Quelques peu surpris, mon chauffeur arrête le moteur. Silencieux, il ne dit mot tandis que je fixe l'entrée du hangar. Que faire ? Attendre ? Si seulement je savais où cet idiot habite !
Elle n'a pas voulu que je l'approche, sa défense n'a pas plié, de même que sa volonté. Elle était si craintive. Sa peur est profonde, je le sais, je l'ai senti. Elle la cache derrière ce ton bravache. Ais-je vraiment une chance ? Que dois-je faire ? Je soupire, nerveux.
Mon Flynn intérieur sourit dans sa moustache avant de disparaître derrière son gros livre. Je dois voir son homologue. Le vrai. Il a fallu que la colère m'envahisse pour que je perde à nouveau le contrôle. Son poignet meurtri me revient à l'esprit. Je ne dois plus faire ce genre d'erreur. Quelle image doit-elle se faire de moi? Elle ne doit plus craindre ma présence. Je veux la voir aussi souriante que sur ces tableaux. Mais avant ça je dois savoir.
Je sors mon BlackBerry, vérifiant ma montre. Il est bientôt 22h. Après quelques tonalités, la voix de Welch décroche.
_ Monsieur Grey.
_ Bonsoir. J'aurais besoin de renseignements. C'est urgent. Trouvez-moi l'adresse à Portland de Monsieur José Rodriguez, un photographe qui expose ce soir au hangar numéro neuf, à côté de la Portland Place Gallery à Northwest District.
_ C'est noté, je vous rappelle dès que j'en sais plus.
_ Parfait. J'attends votre appel.
Je raccroche, surprenant le coup d'œil de Taylor.

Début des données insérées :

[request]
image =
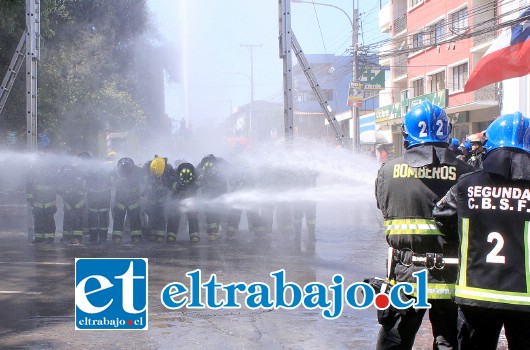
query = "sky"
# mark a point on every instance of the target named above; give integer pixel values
(214, 39)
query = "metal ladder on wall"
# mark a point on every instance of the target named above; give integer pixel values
(313, 82)
(12, 71)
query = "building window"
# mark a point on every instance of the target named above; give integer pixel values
(417, 40)
(460, 75)
(305, 96)
(459, 21)
(413, 3)
(438, 32)
(437, 81)
(417, 87)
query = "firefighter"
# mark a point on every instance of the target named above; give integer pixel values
(128, 183)
(184, 190)
(407, 188)
(212, 181)
(72, 189)
(156, 190)
(489, 208)
(41, 191)
(477, 151)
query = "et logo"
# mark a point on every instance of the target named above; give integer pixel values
(111, 294)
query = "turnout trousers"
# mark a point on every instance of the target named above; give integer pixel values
(479, 328)
(399, 331)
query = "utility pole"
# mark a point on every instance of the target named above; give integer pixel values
(32, 58)
(251, 47)
(355, 75)
(284, 7)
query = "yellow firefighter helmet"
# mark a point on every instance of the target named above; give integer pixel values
(158, 165)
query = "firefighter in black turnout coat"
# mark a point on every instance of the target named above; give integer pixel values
(407, 189)
(183, 192)
(492, 209)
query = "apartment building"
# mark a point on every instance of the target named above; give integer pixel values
(433, 48)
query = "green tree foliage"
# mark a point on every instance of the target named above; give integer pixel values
(88, 80)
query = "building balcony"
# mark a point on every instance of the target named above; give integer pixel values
(487, 93)
(400, 66)
(400, 24)
(385, 23)
(484, 38)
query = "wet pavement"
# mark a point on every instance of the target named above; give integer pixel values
(37, 290)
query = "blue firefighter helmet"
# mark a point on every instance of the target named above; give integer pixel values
(508, 131)
(465, 146)
(186, 173)
(425, 123)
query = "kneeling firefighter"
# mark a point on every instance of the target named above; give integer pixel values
(156, 190)
(407, 189)
(184, 189)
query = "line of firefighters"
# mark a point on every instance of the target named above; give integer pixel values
(152, 198)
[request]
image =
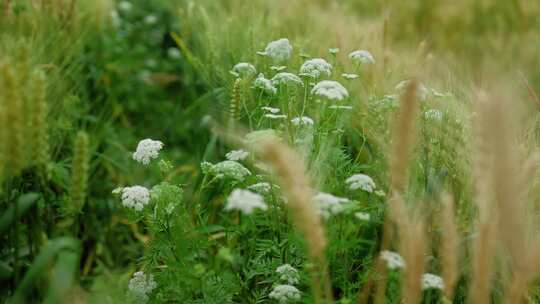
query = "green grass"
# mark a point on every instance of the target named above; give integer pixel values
(112, 81)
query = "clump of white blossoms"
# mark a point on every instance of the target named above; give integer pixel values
(237, 155)
(278, 68)
(288, 274)
(141, 286)
(350, 76)
(285, 293)
(245, 201)
(433, 114)
(135, 197)
(316, 67)
(421, 91)
(329, 204)
(393, 259)
(431, 281)
(302, 121)
(363, 216)
(362, 57)
(147, 149)
(264, 85)
(285, 78)
(330, 89)
(244, 70)
(262, 187)
(361, 181)
(279, 50)
(275, 116)
(226, 169)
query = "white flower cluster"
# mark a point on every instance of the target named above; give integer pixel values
(285, 294)
(288, 274)
(363, 216)
(433, 114)
(141, 286)
(135, 197)
(393, 259)
(362, 56)
(244, 70)
(431, 281)
(316, 67)
(147, 150)
(330, 89)
(302, 121)
(278, 50)
(287, 79)
(264, 85)
(237, 155)
(245, 201)
(262, 188)
(361, 181)
(226, 169)
(329, 204)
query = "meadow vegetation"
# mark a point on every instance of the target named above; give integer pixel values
(202, 151)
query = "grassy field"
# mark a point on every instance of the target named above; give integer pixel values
(235, 151)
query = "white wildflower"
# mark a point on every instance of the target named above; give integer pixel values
(329, 204)
(141, 286)
(317, 67)
(278, 50)
(285, 78)
(262, 188)
(174, 53)
(278, 68)
(302, 121)
(288, 274)
(393, 259)
(285, 293)
(237, 155)
(226, 169)
(349, 76)
(135, 197)
(430, 281)
(244, 70)
(333, 50)
(147, 149)
(257, 136)
(271, 110)
(264, 84)
(150, 19)
(433, 114)
(275, 116)
(339, 107)
(361, 181)
(363, 216)
(362, 56)
(125, 6)
(330, 89)
(421, 91)
(245, 201)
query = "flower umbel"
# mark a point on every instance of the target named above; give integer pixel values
(147, 149)
(361, 181)
(285, 293)
(393, 259)
(288, 274)
(330, 89)
(245, 201)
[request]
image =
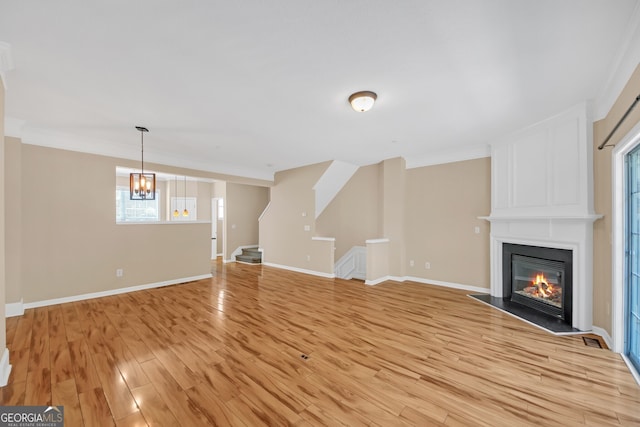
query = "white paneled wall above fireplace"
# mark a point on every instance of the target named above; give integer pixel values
(545, 170)
(542, 195)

_ Quoi ? Je fulmine mauvais.
Il reporte aussitôt son attention sur le parebrise, sans dire mot tandis que je m'enfonce un peu plus dans mon siège. Quelques personnes sont sorties et je vois les bouts de leurs cigarettes briller dans le noir. Un frisson m'hérisse.
Cela fait une demi-heure que je regarde l'entrée du hall. Mes doigts pianotent sur la portière. Beaucoup d'invités ont quitté l'exposition. A plusieurs reprises, le photographe est sorti pour raccompagner certaines personnes dont il a serré la main. Visiblement, je ne suis pas le seul à lui avoir acheté quelques toiles…

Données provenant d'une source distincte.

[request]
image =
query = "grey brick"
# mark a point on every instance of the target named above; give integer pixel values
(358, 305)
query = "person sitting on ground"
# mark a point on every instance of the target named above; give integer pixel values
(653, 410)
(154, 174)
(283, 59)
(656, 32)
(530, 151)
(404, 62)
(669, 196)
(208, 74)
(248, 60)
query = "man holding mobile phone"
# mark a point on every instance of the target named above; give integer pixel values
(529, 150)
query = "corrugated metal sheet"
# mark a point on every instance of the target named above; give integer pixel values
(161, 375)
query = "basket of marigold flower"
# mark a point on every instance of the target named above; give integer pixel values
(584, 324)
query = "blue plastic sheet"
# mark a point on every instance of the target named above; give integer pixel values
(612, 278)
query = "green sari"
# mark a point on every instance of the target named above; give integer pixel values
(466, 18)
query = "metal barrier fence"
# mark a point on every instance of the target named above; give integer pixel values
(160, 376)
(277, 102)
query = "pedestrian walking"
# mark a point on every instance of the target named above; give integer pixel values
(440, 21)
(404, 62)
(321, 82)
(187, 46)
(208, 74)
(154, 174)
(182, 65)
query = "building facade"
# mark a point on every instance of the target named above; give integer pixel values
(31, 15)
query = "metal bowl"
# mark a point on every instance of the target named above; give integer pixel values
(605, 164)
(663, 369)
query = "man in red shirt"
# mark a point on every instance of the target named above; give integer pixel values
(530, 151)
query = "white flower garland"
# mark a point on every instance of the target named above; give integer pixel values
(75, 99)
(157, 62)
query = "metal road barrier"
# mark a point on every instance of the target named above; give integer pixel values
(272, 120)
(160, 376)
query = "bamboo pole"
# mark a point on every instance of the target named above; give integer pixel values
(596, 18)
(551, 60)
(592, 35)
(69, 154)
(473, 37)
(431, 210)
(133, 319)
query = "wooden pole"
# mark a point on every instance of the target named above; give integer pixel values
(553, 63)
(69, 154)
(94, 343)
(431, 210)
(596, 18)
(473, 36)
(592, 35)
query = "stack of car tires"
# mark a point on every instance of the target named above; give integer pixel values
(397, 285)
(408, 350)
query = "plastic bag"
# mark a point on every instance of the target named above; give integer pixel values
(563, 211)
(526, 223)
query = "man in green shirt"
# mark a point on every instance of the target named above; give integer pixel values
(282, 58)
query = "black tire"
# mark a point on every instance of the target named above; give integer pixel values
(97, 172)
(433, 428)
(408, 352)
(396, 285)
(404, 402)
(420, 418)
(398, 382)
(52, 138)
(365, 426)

Le téléphone vibre, je décroche :
_ J'ai l'info, je viens de vous l'envoyer par email. Avez-vous besoin d'autre chose ?
_ Non, merci. Je raccroche.
J'ouvre aussitôt ma boîte mail ainsi que son message. En plus de l'adresse qui nous envoie de l'autre côté de la ville, il m'informe de la présence d'un digicode dont il a également pu obtenir le code d'accès. Mon Dieu ! Faites que ce pirate de l'informatique reste à mon service !
Impassible, je transmets l'adresse à Taylor qui s'élance dans le trafic sans un mot.
L'appartement du photographe est situé au quatrième étage d'une tour d'habitation. Nous plaçons l'Audi un peu en retrait des réverbères, toutes lumières éteintes.
Ce n'est qu'à vingt-trois heures que la tranquillité de la ruelle est perturbée. José est le premier à arriver. Il se gare non loin, se charge d'un sac à dos et gagne le portique d'entré où il attend en scrutant la rue. Où est-elle ? Comment se fait-il qu'elle ne soit pas avec lui ? Un court instant, l'idée m'effleure qu'elle a seulement voulu tester ma réaction mais un vrombissement m'arrête. Je tourne la tête vers le conducteur d'une casserole grise qui déboule à son tour avant de me rendre compte qu'il s'agisse d'une conductrice.
Mais, qu'est-ce que… Bordel !
Ana tourne au niveau du petit parking adjacent à l'immeuble pour se garer. Sa portière claque dans un bruit de ferraille. Elle descend, frissonnante dans sa robe malgré son gilet.
Elle conduit ? Ça !?
Elle m'a dit qu'elle ne prendrait pas le volant ce soir ! Et ce con l'a laissé faire ! Il n'a donc pas vue l'état dans lequel elle était ? C'est une blague ! Je suis à deux doigts de sortir de l'habitacle. Poings serrés, je grommèle à son encontre. Quel inconscient ! Cet abruti lui sourit lorsqu'elle le rejoint. Il compose un code, la porte s'ouvre et il la fait entrer dans le halo de lumière du hall avant de s'engouffrer à sa suite.
Mes mâchoires se crispent tandis que je lève les yeux vers le quatrième étage. Je n'ai plus qu'à rentrer maintenant. Il n'y a plus rien à faire. Du moins, rien que je ne puisse tenter ce soir. Je ne compte pas l'abandonner à cet incapable. Je suis dans une colère noire mais je ne compte pas m'arrêter là.